Tim Kearney

No. 56, 50
- Position: Linebacker

Personal information
- Born: November 5, 1950 (age 75) Kingsford, Michigan, U.S.
- Listed height: 6 ft 2 in (1.88 m)
- Listed weight: 227 lb (103 kg)

Career information
- High school: Kingsford
- College: Northern Michigan
- NFL draft: 1972: 4th round, 83rd overall pick

Career history
- Dallas Cowboys (1972)*; Green Bay Packers (1972)*; Cincinnati Bengals (1972–1974); Kansas City Chiefs (1975); Tampa Bay Buccaneers (1976); St. Louis Cardinals (1976–1981);
- * Offseason or practice squad member only

Awards and highlights
- Second-team Little All-American (1971);

Career NFL statistics
- Sacks: 4.5
- Fumble recoveries: 10
- Interceptions: 3
- Interception yards: 30
- Stats at Pro Football Reference

= Tim Kearney (American football) =

American football player (born 1950)

Timothy Edward Kearney (born October 5, 1950) is an American former professional football player who was a linebacker in the National Football League (NFL) for the Cincinnati Bengals, Kansas City Chiefs, Tampa Bay Buccaneers and St. Louis Cardinals. He played college football for the Northern Michigan Wildcats.

==Early life==
Kearney attended Kingsford High School. He accepted a scholarship from Northern Michigan University. He was a three-year starter at linebacker. As a senior, he received Little All-American honors in 1971.

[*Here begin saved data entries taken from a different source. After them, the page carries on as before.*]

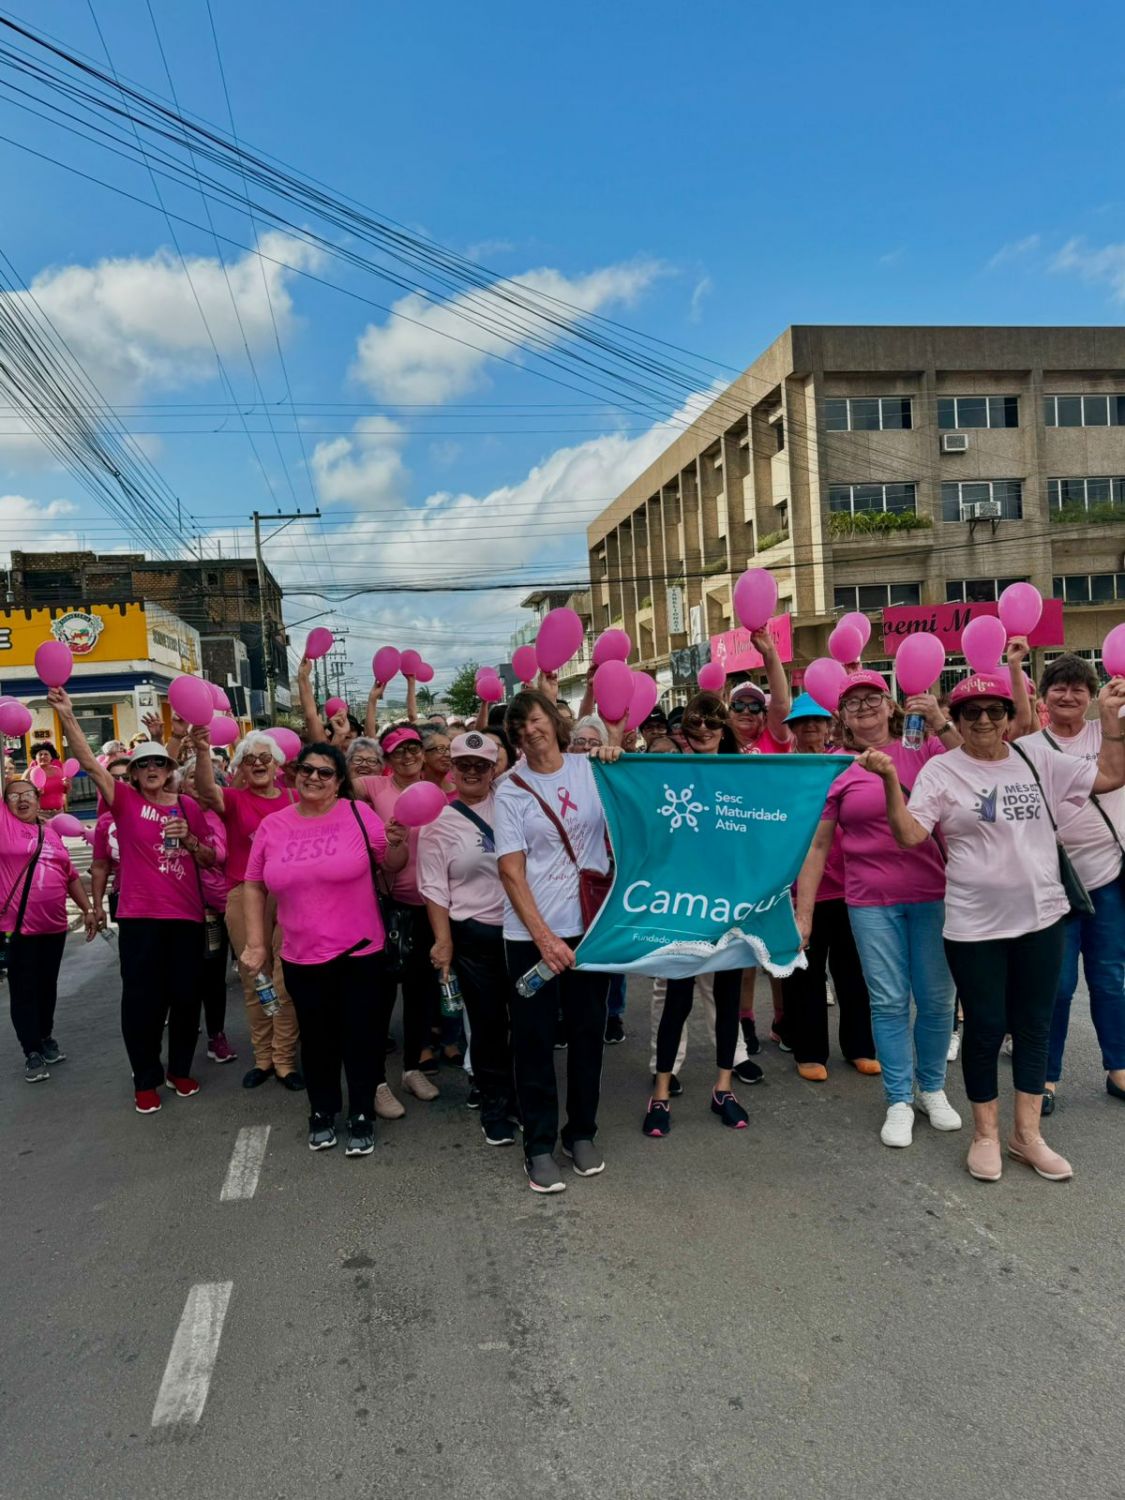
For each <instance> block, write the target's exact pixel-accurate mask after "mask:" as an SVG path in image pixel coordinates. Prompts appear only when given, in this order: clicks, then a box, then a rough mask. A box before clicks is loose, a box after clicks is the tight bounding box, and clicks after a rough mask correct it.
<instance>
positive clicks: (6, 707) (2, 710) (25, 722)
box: [0, 702, 33, 739]
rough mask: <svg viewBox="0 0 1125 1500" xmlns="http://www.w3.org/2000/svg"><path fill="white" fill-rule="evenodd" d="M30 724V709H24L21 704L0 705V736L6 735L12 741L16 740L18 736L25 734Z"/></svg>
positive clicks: (27, 729)
mask: <svg viewBox="0 0 1125 1500" xmlns="http://www.w3.org/2000/svg"><path fill="white" fill-rule="evenodd" d="M31 723H33V720H31V709H30V708H24V705H23V703H17V702H9V703H0V733H6V735H10V736H12V738H13V739H18V738H20V735H26V733H27V730H28V729H30V727H31Z"/></svg>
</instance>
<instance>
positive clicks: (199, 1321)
mask: <svg viewBox="0 0 1125 1500" xmlns="http://www.w3.org/2000/svg"><path fill="white" fill-rule="evenodd" d="M233 1289H234V1283H233V1281H201V1283H199V1284H198V1286H195V1287H192V1290H190V1292H189V1293H187V1301H186V1304H184V1308H183V1317H181V1319H180V1326H178V1328H177V1329H175V1338H174V1340H172V1352H171V1355H168V1364H166V1365H165V1371H163V1380H162V1382H160V1389H159V1391H157V1392H156V1406H154V1407H153V1427H174V1425H177V1424H195V1422H198V1421H199V1418H201V1416H202V1409H204V1406H205V1404H207V1391H208V1388H210V1383H211V1371H213V1370H214V1361H216V1359H217V1358H219V1338H220V1335H222V1325H223V1319H225V1317H226V1304H228V1302H229V1301H231V1290H233Z"/></svg>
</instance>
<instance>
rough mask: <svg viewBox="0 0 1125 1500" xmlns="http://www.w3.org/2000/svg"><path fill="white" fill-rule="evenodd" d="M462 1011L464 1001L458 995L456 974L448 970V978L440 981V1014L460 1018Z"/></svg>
mask: <svg viewBox="0 0 1125 1500" xmlns="http://www.w3.org/2000/svg"><path fill="white" fill-rule="evenodd" d="M463 1010H465V1001H463V998H462V995H460V986H459V984H458V977H456V974H455V972H453V971H452V969H450V972H449V978H446V980H443V981H441V1014H443V1016H460V1013H462V1011H463Z"/></svg>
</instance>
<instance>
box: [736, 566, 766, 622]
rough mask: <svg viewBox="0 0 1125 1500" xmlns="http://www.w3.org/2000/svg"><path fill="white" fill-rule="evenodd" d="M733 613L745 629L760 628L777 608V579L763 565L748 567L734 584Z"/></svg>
mask: <svg viewBox="0 0 1125 1500" xmlns="http://www.w3.org/2000/svg"><path fill="white" fill-rule="evenodd" d="M733 604H735V615H736V616H738V622H739V624H741V625H744V627H745V628H747V630H760V628H762V625H765V624H766V621H768V619H769V616H771V615H772V613H774V610H775V609H777V579H775V577H774V574H772V573H768V571H766V570H765V568H763V567H750V568H747V570H745V573H742V576H741V577H739V579H738V582H736V583H735V597H733Z"/></svg>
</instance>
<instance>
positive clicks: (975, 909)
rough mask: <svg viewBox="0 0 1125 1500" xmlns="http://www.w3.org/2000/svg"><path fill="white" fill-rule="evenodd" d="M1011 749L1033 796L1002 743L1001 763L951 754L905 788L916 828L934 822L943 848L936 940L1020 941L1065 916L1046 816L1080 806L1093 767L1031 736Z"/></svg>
mask: <svg viewBox="0 0 1125 1500" xmlns="http://www.w3.org/2000/svg"><path fill="white" fill-rule="evenodd" d="M1019 744H1020V750H1023V753H1025V754H1026V756H1028V759H1029V760H1031V762H1032V765H1034V766H1035V771H1038V775H1040V783H1041V784H1043V792H1041V790H1040V786H1038V784H1037V781H1035V775H1034V774H1032V768H1031V766H1029V765H1028V763H1026V762H1025V760H1023V759H1020V756H1019V754H1017V753H1016V750H1013V748H1011V747H1010V745H1008V747H1005V750H1007V753H1005V756H1004V759H1002V760H977V759H974V756H971V754H966V751H965V750H960V748H959V750H951V751H950V753H948V754H944V756H942V757H941V760H932V762H930V763H929V765H927V766H924V768H922V771H921V772H919V774H918V780H916V781H915V783H913V790H912V792H910V802H909V807H910V813H912V814H913V817H916V820H918V822H919V823H921V825H922V828H927V829H930V828H935V826H941V831H942V834H944V835H945V846H947V849H948V850H950V865H948V868H947V888H945V927H944V936H945V938H948V939H950V941H951V942H989V941H990V939H998V938H1022V936H1023V935H1025V933H1037V932H1043V929H1044V927H1050V926H1052V924H1053V922H1058V921H1059V918H1061V916H1065V915H1067V913H1068V912H1070V901H1068V900H1067V892H1065V891H1064V888H1062V880H1061V879H1059V855H1058V847H1056V843H1055V829H1053V828H1052V823H1050V817H1049V816H1047V810H1050V813H1052V816H1053V817H1055V822H1056V823H1062V820H1064V816H1065V814H1067V813H1068V811H1070V808H1073V807H1082V805H1083V804H1085V802H1086V799H1088V798H1089V793H1091V787H1092V786H1094V781H1095V778H1097V775H1098V766H1097V765H1095V763H1092V762H1091V760H1082V759H1079V757H1077V756H1070V754H1059V753H1058V751H1056V750H1052V748H1050V745H1047V744H1046V742H1044V741H1043V739H1040V736H1038V735H1032V736H1029V738H1026V739H1020V742H1019ZM1044 793H1046V798H1047V810H1046V808H1044V805H1043V799H1044Z"/></svg>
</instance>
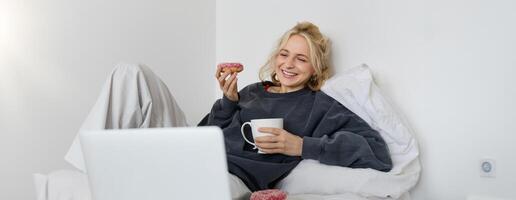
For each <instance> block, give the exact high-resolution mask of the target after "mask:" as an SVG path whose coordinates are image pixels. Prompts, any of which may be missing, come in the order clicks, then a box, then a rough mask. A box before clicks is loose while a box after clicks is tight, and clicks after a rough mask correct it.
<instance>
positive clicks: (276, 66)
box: [206, 22, 392, 191]
mask: <svg viewBox="0 0 516 200" xmlns="http://www.w3.org/2000/svg"><path fill="white" fill-rule="evenodd" d="M329 55H330V44H329V41H328V39H327V38H326V37H325V36H323V35H322V34H321V32H320V31H319V29H318V27H317V26H315V25H314V24H312V23H309V22H302V23H298V24H297V25H296V26H294V27H293V28H292V29H290V30H289V31H287V32H286V33H285V34H284V35H283V36H282V37H281V39H280V41H279V43H278V45H277V47H276V49H275V50H274V51H273V52H272V54H271V55H270V58H269V60H268V61H267V63H266V64H265V65H264V66H263V67H262V68H261V70H260V79H261V80H262V82H259V83H255V84H251V85H248V86H247V87H245V88H243V89H242V90H241V91H240V92H237V91H238V90H237V88H238V84H237V82H238V78H237V74H236V73H233V74H231V73H230V72H225V73H221V69H220V68H218V70H217V72H216V75H215V76H216V78H217V80H218V82H219V84H220V88H221V90H222V92H223V94H224V96H223V98H221V99H219V100H217V101H216V102H215V104H214V105H213V108H212V110H211V112H210V114H209V115H208V118H207V123H206V125H216V126H219V127H220V128H222V129H223V132H224V137H225V141H226V152H227V159H228V168H229V172H230V173H231V174H233V175H235V176H237V177H238V178H240V179H241V180H242V181H243V183H245V185H246V186H247V187H248V188H249V189H250V190H251V191H256V190H261V189H267V188H272V187H274V185H275V184H276V183H277V182H278V181H280V180H281V179H282V178H284V177H285V176H287V175H288V173H289V172H290V171H291V170H292V169H293V168H294V167H296V165H297V164H298V163H299V162H300V161H301V160H302V159H314V160H318V161H319V162H321V163H324V164H328V165H338V166H345V167H352V168H373V169H376V170H381V171H389V170H390V169H391V168H392V163H391V159H390V156H389V151H388V149H387V145H386V144H385V142H384V140H383V139H382V138H381V137H380V135H379V134H378V132H377V131H375V130H373V129H371V127H370V126H369V125H368V124H367V123H366V122H365V121H364V120H362V119H361V118H360V117H358V116H357V115H356V114H354V113H353V112H351V111H349V110H348V109H347V108H346V107H344V106H343V105H341V104H340V103H339V102H337V101H335V100H334V99H333V98H331V97H329V96H328V95H326V94H324V93H323V92H321V91H320V88H321V86H322V85H323V83H324V81H325V80H326V79H328V76H329V75H328V74H329V67H330V58H329ZM266 80H269V81H266ZM261 118H283V120H284V128H283V129H280V128H268V127H264V128H261V129H260V131H262V132H267V133H270V134H273V136H264V137H257V138H256V139H255V142H256V145H257V147H258V148H259V149H260V150H261V151H263V152H265V154H258V153H257V152H256V151H257V150H256V149H254V148H253V146H251V145H249V144H247V143H246V142H245V141H244V139H243V138H242V136H241V133H240V127H241V125H242V124H243V123H244V122H247V121H250V120H252V119H261ZM232 187H233V186H232Z"/></svg>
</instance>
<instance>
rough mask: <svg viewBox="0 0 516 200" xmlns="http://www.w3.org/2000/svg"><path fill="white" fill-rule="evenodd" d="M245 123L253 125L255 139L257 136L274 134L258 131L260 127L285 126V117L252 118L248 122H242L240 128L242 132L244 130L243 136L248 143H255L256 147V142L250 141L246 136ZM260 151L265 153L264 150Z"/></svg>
mask: <svg viewBox="0 0 516 200" xmlns="http://www.w3.org/2000/svg"><path fill="white" fill-rule="evenodd" d="M245 125H250V126H251V132H252V133H253V140H254V138H256V137H261V136H269V135H272V134H270V133H263V132H260V131H258V128H261V127H268V128H283V118H268V119H253V120H251V122H246V123H244V124H242V127H241V128H240V132H242V137H244V140H245V141H246V142H247V143H249V144H251V145H253V146H254V148H255V149H256V148H257V146H256V144H255V143H253V142H251V141H249V140H248V139H247V138H246V137H245V134H244V127H245ZM258 153H263V152H262V151H260V150H259V149H258Z"/></svg>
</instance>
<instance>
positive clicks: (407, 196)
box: [33, 170, 410, 200]
mask: <svg viewBox="0 0 516 200" xmlns="http://www.w3.org/2000/svg"><path fill="white" fill-rule="evenodd" d="M33 178H34V184H35V186H36V191H37V194H36V196H37V199H36V200H92V198H91V192H90V188H89V185H88V177H87V176H86V174H84V173H82V172H80V171H78V170H57V171H54V172H51V173H49V174H34V177H33ZM409 196H410V195H409V194H408V193H406V194H404V195H403V196H402V197H401V198H399V199H397V200H409V199H410V197H409ZM288 199H289V200H395V199H392V198H375V197H368V198H366V197H362V196H359V195H357V194H353V193H344V194H338V195H318V194H295V195H289V196H288Z"/></svg>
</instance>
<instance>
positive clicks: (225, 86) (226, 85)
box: [222, 73, 236, 93]
mask: <svg viewBox="0 0 516 200" xmlns="http://www.w3.org/2000/svg"><path fill="white" fill-rule="evenodd" d="M235 77H236V73H234V74H232V75H231V76H230V77H229V78H228V80H226V82H225V83H224V87H223V89H222V90H223V91H224V93H227V92H230V91H231V90H229V87H230V85H231V83H232V82H234V81H235Z"/></svg>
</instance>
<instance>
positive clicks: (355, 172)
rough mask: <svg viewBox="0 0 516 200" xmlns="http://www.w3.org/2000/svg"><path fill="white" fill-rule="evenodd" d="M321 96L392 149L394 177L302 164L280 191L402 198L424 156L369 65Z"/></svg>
mask: <svg viewBox="0 0 516 200" xmlns="http://www.w3.org/2000/svg"><path fill="white" fill-rule="evenodd" d="M322 91H323V92H325V93H326V94H328V95H329V96H331V97H333V98H334V99H336V100H337V101H339V102H340V103H341V104H343V105H344V106H346V107H347V108H348V109H350V110H351V111H353V112H354V113H355V114H357V115H359V116H360V117H361V118H362V119H364V120H365V121H366V122H367V123H368V124H369V125H370V126H371V127H372V128H373V129H375V130H377V131H378V132H379V133H380V135H381V136H382V137H383V139H384V140H385V142H386V143H387V145H388V147H389V151H390V154H391V158H392V161H393V169H392V170H391V171H390V172H380V171H376V170H372V169H351V168H347V167H338V166H328V165H324V164H321V163H319V162H318V161H313V160H303V161H301V163H300V164H299V165H298V166H297V167H296V168H295V169H294V170H293V171H292V172H291V173H290V174H289V175H288V176H287V177H285V179H283V180H282V181H281V182H280V183H279V184H278V187H279V188H280V189H282V190H284V191H287V192H288V193H289V194H303V193H311V194H342V193H347V192H354V193H357V194H360V195H363V196H366V197H369V196H374V197H384V198H386V197H392V198H398V197H400V196H401V195H403V193H406V192H407V191H408V190H410V189H411V188H412V187H413V186H414V185H415V184H416V183H417V180H418V179H419V173H420V170H421V167H420V164H419V159H418V156H419V150H418V146H417V142H416V140H415V138H414V136H413V135H412V133H411V132H412V131H411V129H410V128H409V127H408V126H407V123H406V122H405V120H403V118H402V117H401V115H399V114H398V113H397V112H396V111H395V109H394V108H393V107H392V106H391V105H390V103H389V102H388V101H387V99H386V98H385V97H384V95H383V94H382V93H381V91H380V90H379V88H378V87H377V86H376V84H375V83H374V81H373V77H372V75H371V72H370V70H369V67H368V66H367V65H365V64H363V65H360V66H358V67H354V68H352V69H349V70H347V71H345V72H343V73H341V74H336V75H335V76H333V77H332V78H331V79H330V80H328V81H327V82H326V84H325V85H324V86H323V87H322Z"/></svg>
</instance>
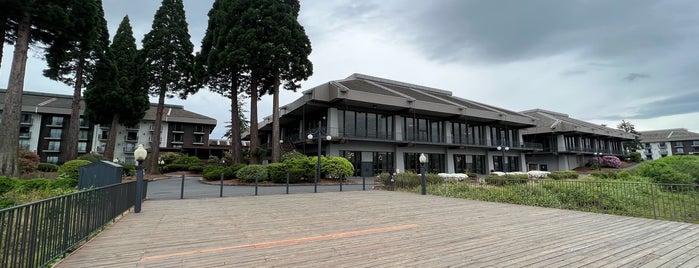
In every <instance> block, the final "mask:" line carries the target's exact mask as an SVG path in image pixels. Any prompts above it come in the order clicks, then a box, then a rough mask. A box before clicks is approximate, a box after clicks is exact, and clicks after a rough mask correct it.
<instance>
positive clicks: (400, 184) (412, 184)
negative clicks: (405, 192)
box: [378, 172, 444, 188]
mask: <svg viewBox="0 0 699 268" xmlns="http://www.w3.org/2000/svg"><path fill="white" fill-rule="evenodd" d="M378 180H379V182H381V183H382V184H383V185H386V186H395V187H398V188H413V187H417V186H421V185H422V178H421V175H420V174H417V173H413V172H404V173H396V174H393V176H392V177H391V175H390V174H389V173H386V172H384V173H381V174H379V177H378ZM443 182H444V179H442V178H441V177H439V176H438V175H437V174H432V173H428V174H425V183H426V184H440V183H443Z"/></svg>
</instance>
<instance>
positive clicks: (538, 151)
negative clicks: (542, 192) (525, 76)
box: [522, 109, 636, 171]
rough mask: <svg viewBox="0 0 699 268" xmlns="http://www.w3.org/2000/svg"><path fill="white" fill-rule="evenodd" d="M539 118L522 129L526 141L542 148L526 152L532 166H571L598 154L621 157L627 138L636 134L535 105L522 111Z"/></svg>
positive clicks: (549, 170) (530, 165)
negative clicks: (624, 143)
mask: <svg viewBox="0 0 699 268" xmlns="http://www.w3.org/2000/svg"><path fill="white" fill-rule="evenodd" d="M522 113H523V114H526V115H529V116H532V117H535V118H537V119H538V120H537V121H536V126H535V127H532V128H527V129H524V130H522V135H523V136H524V137H523V139H524V141H525V142H533V143H540V144H542V145H543V150H540V151H532V152H529V153H527V155H526V159H527V169H529V170H542V171H554V170H569V169H574V168H577V167H580V166H584V165H585V164H587V163H588V162H589V161H590V160H591V159H592V158H593V157H595V156H599V155H614V156H618V157H621V156H623V155H626V154H628V153H626V152H624V151H623V147H622V144H623V142H624V141H630V140H633V139H634V138H635V137H636V136H635V135H634V134H630V133H626V132H624V131H622V130H618V129H613V128H609V127H606V126H603V125H596V124H592V123H589V122H585V121H582V120H577V119H574V118H570V117H569V116H568V115H567V114H562V113H557V112H552V111H547V110H541V109H535V110H528V111H524V112H522Z"/></svg>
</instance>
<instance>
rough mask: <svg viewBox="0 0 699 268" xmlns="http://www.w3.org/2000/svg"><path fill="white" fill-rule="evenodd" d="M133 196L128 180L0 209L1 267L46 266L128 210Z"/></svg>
mask: <svg viewBox="0 0 699 268" xmlns="http://www.w3.org/2000/svg"><path fill="white" fill-rule="evenodd" d="M145 192H146V191H144V197H145ZM135 195H136V182H127V183H120V184H115V185H111V186H106V187H101V188H96V189H90V190H86V191H81V192H77V193H73V194H69V195H63V196H59V197H54V198H51V199H46V200H42V201H38V202H34V203H29V204H25V205H21V206H17V207H12V208H7V209H3V210H0V227H1V228H0V253H1V254H2V255H0V256H2V258H0V267H44V266H47V265H48V264H50V263H51V262H52V261H53V260H54V259H56V258H58V257H61V255H63V254H65V253H66V252H68V251H69V250H71V249H73V248H75V247H76V246H78V245H79V244H80V243H81V242H83V241H85V240H87V239H88V238H89V237H90V235H92V234H94V233H95V232H96V231H98V230H99V229H100V228H102V227H103V226H105V225H106V224H108V223H109V222H110V221H112V220H114V219H116V218H117V217H118V216H120V215H122V213H124V212H126V211H127V210H129V208H130V207H132V206H133V205H134V203H135V198H134V196H135Z"/></svg>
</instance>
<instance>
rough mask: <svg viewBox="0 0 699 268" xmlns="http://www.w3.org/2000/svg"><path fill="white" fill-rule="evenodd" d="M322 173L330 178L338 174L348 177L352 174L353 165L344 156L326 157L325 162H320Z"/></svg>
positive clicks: (353, 173)
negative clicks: (337, 156)
mask: <svg viewBox="0 0 699 268" xmlns="http://www.w3.org/2000/svg"><path fill="white" fill-rule="evenodd" d="M321 164H322V169H323V170H322V171H323V173H325V174H327V175H328V176H330V177H331V178H339V177H340V176H344V177H348V176H352V174H354V166H353V165H352V163H351V162H350V161H349V160H347V158H344V157H328V158H327V160H326V161H325V162H321Z"/></svg>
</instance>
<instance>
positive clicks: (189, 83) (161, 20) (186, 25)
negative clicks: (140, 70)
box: [143, 0, 196, 173]
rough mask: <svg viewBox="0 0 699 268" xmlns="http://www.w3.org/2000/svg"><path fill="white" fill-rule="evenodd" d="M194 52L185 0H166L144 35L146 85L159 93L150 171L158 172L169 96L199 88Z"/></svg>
mask: <svg viewBox="0 0 699 268" xmlns="http://www.w3.org/2000/svg"><path fill="white" fill-rule="evenodd" d="M193 51H194V45H192V42H191V41H190V35H189V32H188V30H187V21H186V18H185V12H184V4H183V3H182V0H163V2H162V4H161V6H160V8H158V11H156V13H155V17H154V18H153V26H152V29H151V31H150V32H148V33H147V34H146V36H145V37H144V38H143V58H144V60H145V63H144V64H143V70H144V71H145V73H144V78H145V82H146V86H147V88H148V89H149V92H150V94H152V95H154V96H158V108H157V111H156V116H155V126H154V131H153V139H152V141H153V144H152V146H151V148H150V149H151V153H150V155H151V157H149V158H148V159H147V160H146V161H147V167H148V168H147V170H148V172H149V173H157V172H158V156H159V154H160V133H161V130H162V117H163V107H164V103H165V97H166V96H168V97H173V96H174V95H178V96H179V97H181V98H186V96H187V94H188V93H191V92H194V91H195V90H194V88H195V86H196V83H195V80H194V79H193V75H194V73H193V67H194V55H193Z"/></svg>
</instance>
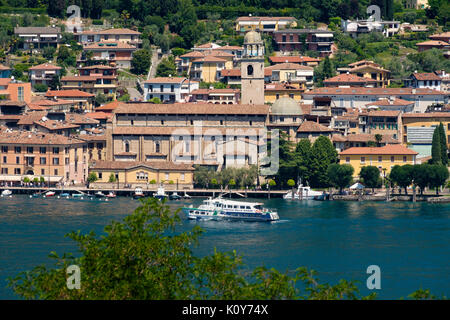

In 1982, he was inducted into the Northern Michigan University Sports Hall of Fame.

==Professional career==

===Dallas Cowboys===
Kearney was selected in the fourth round (83rd overall) of the 1972 NFL draft by the Dallas Cowboys, who were the defending Super Bowl champions. He faced a difficult challenge in making the team, after the Cowboys drafted a total of 5 linebackers and had one of the best linebacking corps in NFL history already in place. He was waived on September 7, 1972.

===Green Bay Packers===
The Green Bay Packers claimed him off waivers on September 11, 1972, but was waived three days later to make room for wide receiver Jon Staggers.

===Cincinnati Bengals===
Kearney was claimed off waivers by the Cincinnati Bengals on September 15, 1972. He was a special teams player while backing up Bill Bergey at middle linebacker.

On September 1, 1975, he was traded along with Bernard Jackson to the Detroit Lions in exchange for a draft choice, but the transaction was canceled after both players failed their respective physical exams and Kearney was released.

===Kansas City Chiefs===
He was claimed off waivers by the Kansas City Chiefs on September 5, 1975 to backup Willie Lanier. He was waived on September 6, 1976, after his role was taken over by rookie Jimbo Elrod.

===Tampa Bay Buccaneers===
Kearney was signed by the Tampa Bay Buccaneers on September 13, 1976. He was inactive for one game, before being released on September 20.

===St. Louis Cardinals===
The St. Louis Cardinals signed him in 1976 to replace an injured Greg Hartle. The team at the time was known in the media as the "Cardiac Cardinals". He became a starter at inside linebacker in the team's 3-4 defense, leading the Cardinals in tackles in 1978 and 1980.

In 1979, he was placed on the injured reserve list with a knee injury after the fifth game of the season. He was released on May 20, 1982, after failing a physical exam with a neck injury.

==Personal life==
His daughter is former Miss Missouri USA Katie Kearney.